Sony sold the PC business back in February, although it does retain a minority five per cent stake, as a result of the declining laptop market, instead opting to focus on smartphone sales.
However, Vaio continued to operate as an independent business, producing products that differed little from the laptops being sold prior to the split. Previously, these devices were only available in Japan, but now Vaio is set to launch its first product in the US.
US customers can register their interest in the Vaio Z Canvas 2-in-1 now, although it is not expected to be available for purchase until October. The device was launched in Japan earlier this year and comes with 12.3-inch display and boasts a detachable keyboard and stylus, allowing it to double up as a tablet.
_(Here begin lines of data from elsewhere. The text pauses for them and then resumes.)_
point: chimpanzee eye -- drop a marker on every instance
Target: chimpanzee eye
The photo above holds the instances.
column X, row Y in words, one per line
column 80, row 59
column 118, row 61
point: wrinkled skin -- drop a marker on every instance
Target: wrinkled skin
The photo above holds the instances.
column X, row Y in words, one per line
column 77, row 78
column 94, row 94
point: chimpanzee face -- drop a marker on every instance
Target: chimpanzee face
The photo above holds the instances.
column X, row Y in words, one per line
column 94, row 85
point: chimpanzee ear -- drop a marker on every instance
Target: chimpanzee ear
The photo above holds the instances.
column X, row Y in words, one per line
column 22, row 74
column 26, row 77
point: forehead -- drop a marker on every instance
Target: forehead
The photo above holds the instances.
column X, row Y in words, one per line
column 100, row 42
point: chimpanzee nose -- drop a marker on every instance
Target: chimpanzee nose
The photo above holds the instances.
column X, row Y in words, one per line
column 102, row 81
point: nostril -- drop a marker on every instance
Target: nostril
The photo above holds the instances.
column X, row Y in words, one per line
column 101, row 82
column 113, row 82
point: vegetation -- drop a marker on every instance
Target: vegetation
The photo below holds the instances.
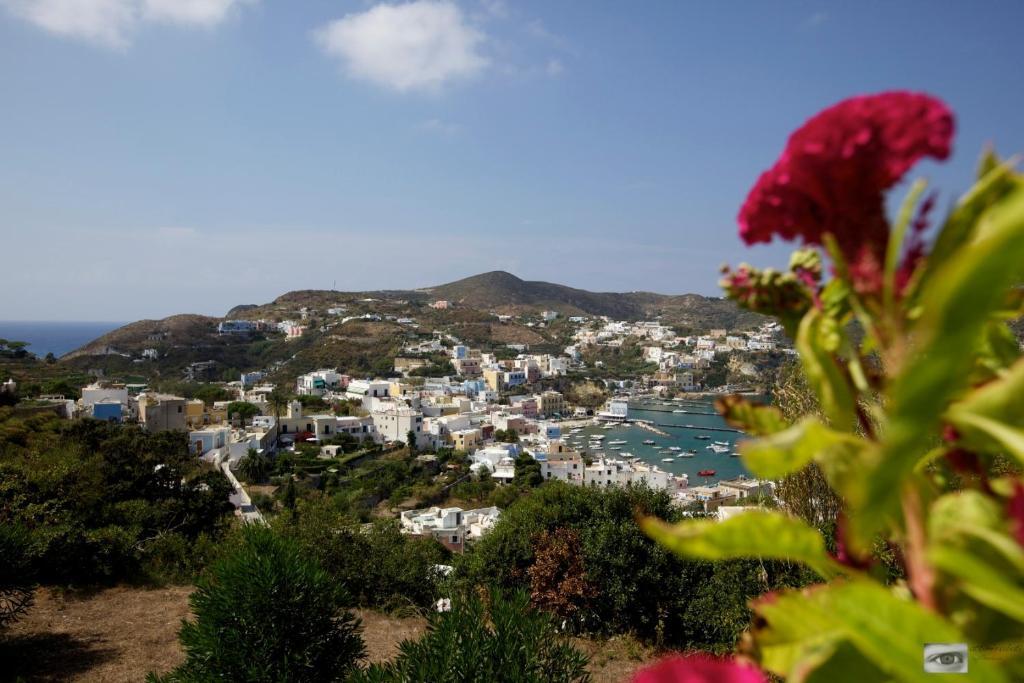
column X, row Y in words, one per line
column 914, row 421
column 101, row 502
column 615, row 580
column 501, row 639
column 267, row 612
column 379, row 565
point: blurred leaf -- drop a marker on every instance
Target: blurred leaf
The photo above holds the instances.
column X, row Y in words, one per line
column 991, row 415
column 788, row 451
column 752, row 419
column 887, row 631
column 956, row 306
column 753, row 534
column 961, row 224
column 982, row 582
column 818, row 334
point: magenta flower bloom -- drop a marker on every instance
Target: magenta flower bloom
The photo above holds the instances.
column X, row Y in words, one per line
column 836, row 168
column 699, row 669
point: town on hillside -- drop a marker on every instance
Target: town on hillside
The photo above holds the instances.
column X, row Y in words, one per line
column 463, row 412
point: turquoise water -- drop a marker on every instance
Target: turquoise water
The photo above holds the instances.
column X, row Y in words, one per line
column 725, row 466
column 54, row 337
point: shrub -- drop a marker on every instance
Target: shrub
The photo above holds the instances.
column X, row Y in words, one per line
column 501, row 640
column 267, row 612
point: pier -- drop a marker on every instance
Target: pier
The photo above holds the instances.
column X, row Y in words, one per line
column 649, row 426
column 707, row 429
column 669, row 410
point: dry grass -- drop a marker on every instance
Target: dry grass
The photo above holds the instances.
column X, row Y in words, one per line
column 120, row 634
column 115, row 635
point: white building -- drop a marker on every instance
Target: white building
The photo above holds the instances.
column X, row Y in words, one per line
column 393, row 421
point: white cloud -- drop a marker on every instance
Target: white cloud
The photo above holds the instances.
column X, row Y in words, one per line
column 104, row 22
column 195, row 12
column 420, row 45
column 438, row 127
column 113, row 23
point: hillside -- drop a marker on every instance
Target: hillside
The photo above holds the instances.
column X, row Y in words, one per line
column 366, row 347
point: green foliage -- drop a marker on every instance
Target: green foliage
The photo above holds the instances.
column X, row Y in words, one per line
column 15, row 573
column 97, row 499
column 639, row 586
column 267, row 612
column 379, row 565
column 909, row 423
column 527, row 471
column 501, row 640
column 243, row 409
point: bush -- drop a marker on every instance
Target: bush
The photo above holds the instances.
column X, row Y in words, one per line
column 620, row 580
column 15, row 580
column 267, row 612
column 379, row 565
column 504, row 640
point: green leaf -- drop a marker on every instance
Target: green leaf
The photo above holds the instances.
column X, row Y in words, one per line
column 961, row 224
column 991, row 416
column 888, row 632
column 788, row 451
column 753, row 534
column 817, row 337
column 956, row 305
column 752, row 419
column 984, row 431
column 981, row 581
column 896, row 237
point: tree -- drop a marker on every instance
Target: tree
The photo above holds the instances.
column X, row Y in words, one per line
column 502, row 639
column 527, row 471
column 243, row 409
column 255, row 466
column 16, row 587
column 267, row 612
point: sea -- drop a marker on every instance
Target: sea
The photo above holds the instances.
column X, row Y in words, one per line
column 54, row 337
column 682, row 429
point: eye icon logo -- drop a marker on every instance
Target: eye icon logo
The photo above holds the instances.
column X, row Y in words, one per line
column 945, row 658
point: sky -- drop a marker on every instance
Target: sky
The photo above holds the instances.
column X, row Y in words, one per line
column 160, row 157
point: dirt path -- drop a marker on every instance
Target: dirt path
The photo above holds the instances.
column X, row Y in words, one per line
column 119, row 635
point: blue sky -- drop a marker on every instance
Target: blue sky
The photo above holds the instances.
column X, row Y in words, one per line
column 185, row 156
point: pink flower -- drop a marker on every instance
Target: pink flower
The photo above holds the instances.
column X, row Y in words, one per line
column 832, row 176
column 1016, row 511
column 699, row 668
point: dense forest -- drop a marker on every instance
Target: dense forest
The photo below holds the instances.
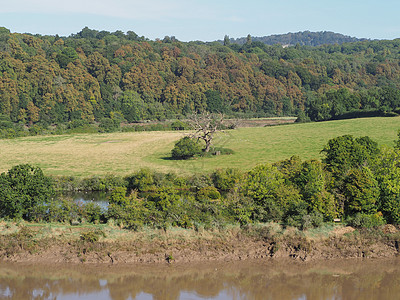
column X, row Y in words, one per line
column 303, row 38
column 121, row 77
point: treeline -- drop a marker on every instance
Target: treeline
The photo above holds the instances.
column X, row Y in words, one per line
column 98, row 76
column 356, row 181
column 303, row 38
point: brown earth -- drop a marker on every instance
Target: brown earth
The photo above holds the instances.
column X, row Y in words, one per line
column 46, row 243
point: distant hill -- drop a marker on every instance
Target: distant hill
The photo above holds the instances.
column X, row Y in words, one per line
column 303, row 38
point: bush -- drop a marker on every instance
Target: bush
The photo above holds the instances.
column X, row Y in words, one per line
column 22, row 189
column 361, row 220
column 186, row 148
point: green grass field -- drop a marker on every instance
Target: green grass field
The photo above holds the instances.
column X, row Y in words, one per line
column 125, row 153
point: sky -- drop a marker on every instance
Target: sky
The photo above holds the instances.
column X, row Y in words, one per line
column 204, row 20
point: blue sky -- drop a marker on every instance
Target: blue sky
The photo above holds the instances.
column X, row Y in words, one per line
column 204, row 20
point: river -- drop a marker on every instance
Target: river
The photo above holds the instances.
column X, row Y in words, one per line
column 340, row 279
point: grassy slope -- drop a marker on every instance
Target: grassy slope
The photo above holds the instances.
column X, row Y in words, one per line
column 124, row 153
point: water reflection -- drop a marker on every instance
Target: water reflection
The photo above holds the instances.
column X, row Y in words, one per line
column 344, row 279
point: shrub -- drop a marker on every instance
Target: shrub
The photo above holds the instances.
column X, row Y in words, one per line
column 362, row 220
column 21, row 189
column 186, row 148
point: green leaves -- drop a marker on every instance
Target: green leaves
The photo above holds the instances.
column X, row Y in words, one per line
column 21, row 189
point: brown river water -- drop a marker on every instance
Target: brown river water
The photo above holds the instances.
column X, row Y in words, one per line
column 340, row 279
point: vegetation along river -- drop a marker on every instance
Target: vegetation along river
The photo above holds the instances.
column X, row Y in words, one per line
column 340, row 279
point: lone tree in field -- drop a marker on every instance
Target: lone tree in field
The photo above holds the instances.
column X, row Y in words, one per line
column 205, row 126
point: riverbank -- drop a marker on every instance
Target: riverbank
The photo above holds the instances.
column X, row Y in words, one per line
column 109, row 244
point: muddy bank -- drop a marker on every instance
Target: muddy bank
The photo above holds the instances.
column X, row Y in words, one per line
column 44, row 243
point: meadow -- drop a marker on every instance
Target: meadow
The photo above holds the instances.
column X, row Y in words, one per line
column 124, row 153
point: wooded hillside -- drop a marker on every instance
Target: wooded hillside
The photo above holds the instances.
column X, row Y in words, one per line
column 93, row 75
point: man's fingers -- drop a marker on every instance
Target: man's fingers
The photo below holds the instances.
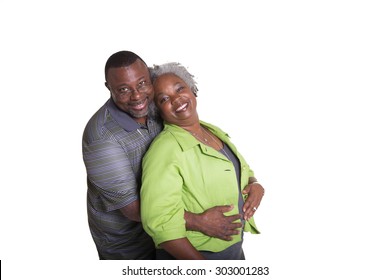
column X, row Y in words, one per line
column 224, row 208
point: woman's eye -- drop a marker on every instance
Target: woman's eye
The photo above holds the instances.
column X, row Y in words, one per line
column 164, row 99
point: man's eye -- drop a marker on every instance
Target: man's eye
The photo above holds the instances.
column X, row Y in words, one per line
column 164, row 99
column 123, row 90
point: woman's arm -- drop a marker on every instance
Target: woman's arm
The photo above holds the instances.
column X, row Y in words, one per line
column 181, row 249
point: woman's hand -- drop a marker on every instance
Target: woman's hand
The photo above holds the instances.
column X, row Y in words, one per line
column 255, row 193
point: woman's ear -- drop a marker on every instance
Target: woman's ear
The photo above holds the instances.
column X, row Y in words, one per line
column 194, row 90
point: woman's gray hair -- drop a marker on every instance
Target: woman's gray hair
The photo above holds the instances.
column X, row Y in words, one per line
column 176, row 69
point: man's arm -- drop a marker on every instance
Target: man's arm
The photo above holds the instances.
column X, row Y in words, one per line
column 132, row 211
column 255, row 192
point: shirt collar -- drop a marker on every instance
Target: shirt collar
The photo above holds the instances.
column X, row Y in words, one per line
column 123, row 119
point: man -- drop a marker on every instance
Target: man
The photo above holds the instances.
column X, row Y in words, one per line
column 114, row 142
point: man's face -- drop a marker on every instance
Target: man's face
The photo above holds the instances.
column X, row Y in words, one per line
column 131, row 89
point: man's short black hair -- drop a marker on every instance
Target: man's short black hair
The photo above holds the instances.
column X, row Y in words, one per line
column 121, row 59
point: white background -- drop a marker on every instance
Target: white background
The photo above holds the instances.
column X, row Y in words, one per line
column 301, row 87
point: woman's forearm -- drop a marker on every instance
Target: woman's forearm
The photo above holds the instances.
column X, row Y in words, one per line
column 182, row 249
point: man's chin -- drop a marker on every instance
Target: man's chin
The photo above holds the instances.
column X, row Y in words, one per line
column 138, row 114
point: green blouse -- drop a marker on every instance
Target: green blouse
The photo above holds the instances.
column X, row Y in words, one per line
column 180, row 173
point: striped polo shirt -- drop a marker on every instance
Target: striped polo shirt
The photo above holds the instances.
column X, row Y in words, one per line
column 113, row 147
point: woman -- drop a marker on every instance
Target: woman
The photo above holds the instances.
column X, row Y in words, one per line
column 191, row 166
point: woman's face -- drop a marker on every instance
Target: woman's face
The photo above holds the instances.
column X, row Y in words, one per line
column 175, row 100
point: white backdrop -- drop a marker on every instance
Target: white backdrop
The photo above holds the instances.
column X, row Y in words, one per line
column 301, row 87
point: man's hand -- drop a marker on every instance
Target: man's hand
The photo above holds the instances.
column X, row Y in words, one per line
column 214, row 223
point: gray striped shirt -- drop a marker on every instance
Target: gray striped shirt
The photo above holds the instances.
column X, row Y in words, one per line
column 113, row 147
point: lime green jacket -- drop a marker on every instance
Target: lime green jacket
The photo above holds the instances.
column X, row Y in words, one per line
column 180, row 173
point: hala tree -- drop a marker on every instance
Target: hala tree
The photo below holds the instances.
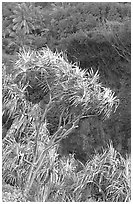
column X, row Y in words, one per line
column 28, row 147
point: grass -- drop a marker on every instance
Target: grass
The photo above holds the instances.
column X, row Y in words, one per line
column 30, row 153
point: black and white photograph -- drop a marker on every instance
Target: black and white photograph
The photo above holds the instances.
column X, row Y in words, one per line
column 66, row 101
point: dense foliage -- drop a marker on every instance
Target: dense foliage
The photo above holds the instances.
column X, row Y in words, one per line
column 58, row 110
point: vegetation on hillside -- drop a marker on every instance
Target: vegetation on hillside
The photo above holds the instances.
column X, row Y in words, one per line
column 66, row 101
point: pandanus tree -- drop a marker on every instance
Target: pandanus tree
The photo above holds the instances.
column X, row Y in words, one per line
column 40, row 80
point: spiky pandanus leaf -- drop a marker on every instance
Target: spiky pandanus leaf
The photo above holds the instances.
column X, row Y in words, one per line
column 68, row 83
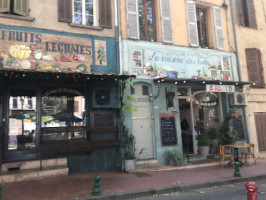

In an interview with the Wall Street Journal, Vaio chief executive Yoshimi Ota said that his company had plans for further releases in the States, including a “document-size laptop with cellular capability” and perhaps something more left-field.
“Whether it’s humanoid or dog-shaped, we plan to start making Vaio-branded robots in the near future,” Mr Ota claimed.
Vaio has plans to target the Brazilian market next, and its US expansion is likely to benefit from customers already being aware of the brand name. However, industry analysts have doubted whether the company can succeed in the international laptop market. The business was sold by Sony due to it being unprofitable and it currently makes up less than one per cent of the Japanese market.